When power is limited or unavailable, clinicians can use gravity-fed infusion techniques to provide medications. Gravity infusions are more commonly used in home care settings or non-US hospital settings without readily available pumps. When unmonitored, gravity infusions are vulnerable to error and unintended flow rate changes from factors such as patient venous pressure. Setting an accurate dose using a gravity infusion also requires complicated calculations and frequent hand-counting of rates – practices that 50 years ago were taught as essential to safe and accurate infusion but are often no longer included in contemporary nursing programs. A study conducted in 2008 found of 50 subjects receiving gravity infusion only 1 in 5 was receiving an infusion that was withing 20% of the charted rate, a staggering statistic demonstrating the risk unmonitored gravity infusions pose to patient safety.

Flow regulators, such as Dial-A-Flo, are a tool sometimes used to help improve accuracy when gravity infusion is used. They allow the clinician to set a rate between a range of 20 to 250 ml/hr. However, their accuracy rates fluctuate between -10% to +20% (according to manufacturer’s label), requiring constant monitoring.

Monitored gravity infusions are an approach that can bridge the gap of accuracy and electricity reliance. This can be achieved with tools like the DripAssist Infusion Rate Monitor, a new type of battery-operated tool that attaches to any standard IV drip set to eliminate dosage guesswork and ensure continuous monitoring.
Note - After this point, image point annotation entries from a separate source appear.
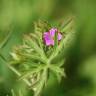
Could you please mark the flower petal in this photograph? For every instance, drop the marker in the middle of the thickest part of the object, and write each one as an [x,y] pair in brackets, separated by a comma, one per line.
[59,36]
[52,31]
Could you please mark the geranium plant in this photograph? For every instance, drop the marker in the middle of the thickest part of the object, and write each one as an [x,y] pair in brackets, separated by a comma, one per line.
[41,53]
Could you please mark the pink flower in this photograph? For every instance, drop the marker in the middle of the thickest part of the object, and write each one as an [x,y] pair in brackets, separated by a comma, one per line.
[49,36]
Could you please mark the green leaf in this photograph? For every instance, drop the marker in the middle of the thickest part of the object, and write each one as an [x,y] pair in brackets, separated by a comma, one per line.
[31,72]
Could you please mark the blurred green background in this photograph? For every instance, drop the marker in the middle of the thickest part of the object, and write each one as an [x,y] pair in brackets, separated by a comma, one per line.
[17,17]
The device uses an infrared sensor to precisely detect and count drops in real time with 99% accuracy.

DripAssist is a lightweight and portable tool powered by a single AA battery that allows for 360 hours of continual use. It provides an accurate measure of infusion flow rate and total volume, replacing the need for manual calculations. Additionally, an optional alarm function alerts a clinician if flow rate changes from the set rate. DripAssist is currently used in U.S. clinics, pre-hospital settings, as well as in resource-constrained global settings that face challenges with training, electricity, supply chains, or infrastructure. If flooding causes a hospital to go without power, or field hospitals are set up after a devastating earthquake, DripAssist can be depended on to reliably ensure accuracy for any IV procedure.

While infusion is just one procedure of the countless done every day at a hospital, examining how to increase the preparedness of each procedure is an important part of detail oriented planning. The scope of disasters cannot always be predicted and even when proper protocol is followed generators can fail. Preparedness goes beyond backup generators; it is having tools in place to respond to a crisis when all systems fail. Innovative tools such as DripAssist are the ‘imaginative’ approach to planning that creates resilient hospitals and can save lives.